To be able to see it today was unbelievable. The sun was out and shinning, the weather warm and inviting. Viewing places, objects, or people through televisions, the internet, or pictures is one thing, it is another thing to see it in the flesh. Sometimes people are surprised at what they find when they view these places, objects, or people in the flesh. Sometimes it can be disappointing (for example the Mona Lisa in the Lourve is an extremely small portrait) or sometimes it can be an amazing experience.

We wandered our way through London, yet when I saw the golden angel of the Victoria Memorial shimmering in the sunlight, I knew we had reached one of my most anticipated sights to see. It was truly amazing. Though I must admit I was more awestruck at the golden angel atop the Victoria Memorial than the rectangular palace itself. The sun was out and the weather was beautiful today, making for the angel to shimmer in all its glory. Yeah it was great to actually hold onto the gate and know that Queen Elizabeth was inside at that exact moment. Certainly the closest I’ll get to royalty. Right before my eyes was the living and reigning place of several past monarchs as well as the present one. It was a symbol of strength and hope to the English during World War II, which amazingly left the palace unscathed in its implacable rage. It still maintains that symbolism today. In the distance were the guards in their vigilant watch and duty to protect her majesty. What a great sight!

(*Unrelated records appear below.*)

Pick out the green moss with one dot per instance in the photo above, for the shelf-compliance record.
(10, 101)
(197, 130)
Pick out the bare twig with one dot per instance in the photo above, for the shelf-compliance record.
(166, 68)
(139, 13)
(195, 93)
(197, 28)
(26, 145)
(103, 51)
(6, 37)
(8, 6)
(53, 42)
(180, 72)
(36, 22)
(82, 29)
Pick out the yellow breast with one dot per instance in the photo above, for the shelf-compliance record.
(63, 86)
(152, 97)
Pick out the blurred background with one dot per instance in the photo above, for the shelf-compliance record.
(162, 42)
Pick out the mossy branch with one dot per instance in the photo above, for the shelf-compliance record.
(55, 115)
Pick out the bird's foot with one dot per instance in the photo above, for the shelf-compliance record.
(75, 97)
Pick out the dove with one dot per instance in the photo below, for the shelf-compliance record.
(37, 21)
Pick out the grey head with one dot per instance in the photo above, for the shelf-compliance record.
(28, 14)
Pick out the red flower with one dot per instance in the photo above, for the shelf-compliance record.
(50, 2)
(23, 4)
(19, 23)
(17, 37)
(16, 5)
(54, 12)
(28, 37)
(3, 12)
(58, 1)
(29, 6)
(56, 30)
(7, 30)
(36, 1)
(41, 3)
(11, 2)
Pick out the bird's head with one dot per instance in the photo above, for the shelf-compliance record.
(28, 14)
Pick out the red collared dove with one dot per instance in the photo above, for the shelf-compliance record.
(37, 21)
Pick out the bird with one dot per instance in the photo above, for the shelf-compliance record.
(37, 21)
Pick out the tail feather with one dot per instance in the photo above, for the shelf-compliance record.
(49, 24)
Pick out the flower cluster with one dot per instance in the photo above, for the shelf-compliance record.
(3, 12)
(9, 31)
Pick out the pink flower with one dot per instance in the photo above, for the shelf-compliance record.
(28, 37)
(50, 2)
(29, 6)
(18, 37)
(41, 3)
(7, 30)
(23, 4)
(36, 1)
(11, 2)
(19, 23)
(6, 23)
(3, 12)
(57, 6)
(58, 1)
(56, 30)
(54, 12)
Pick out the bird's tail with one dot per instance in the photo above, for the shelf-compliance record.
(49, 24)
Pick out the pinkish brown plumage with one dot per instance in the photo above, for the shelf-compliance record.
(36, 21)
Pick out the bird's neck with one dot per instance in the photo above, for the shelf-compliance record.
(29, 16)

After taking our pictures and videos we sat down on the steps of the memorial joining with a multitude of other tourists, observers, and students. Just to be able to sit there and admire the building, the memorial, and the weather was truly a great experience. I sat there and just began to gaze at the building and ponder while simultaneously watch people snap pictures and talk. Sometimes when seeing popular tourist sites I get caught up in just taking picture after picture and I lose appreciation for the site itself. Yet I was happy that I was to both take pictures and have time to be able to just sit and admire. Letting the sun gently beat on my skin, sit in admiration, and keenly observe, it was definitely worth the hike. Yet before we left to eat dinner we performed the obligatory act of throwing coins into the fountain adjacent to the memorial. With the splash of the coins we left the palace and its myriad of visitors and headed off to dinner, knowing that tomorrow holds an entirely new different experience and adventure.

***The Queen Victoria Memorial was unveiled in 1911 and completed in the 1920’s. It is a tribute to Queen Victoria, who as of today she is the longest reigning English monarch. She was an extremely popular monarch with a long reign. A golden angel stands at the top, with a sculpture of Victoria molded in at the base of golden angel. The Victoria statues faces north, with the angels of Truth and Justice facing west and east, and a statue representing motherhood facing south and Buckingham palace. Queen Victoria had 9 children, thus the maternity statue, along with symbolizing her maternity to the British empire.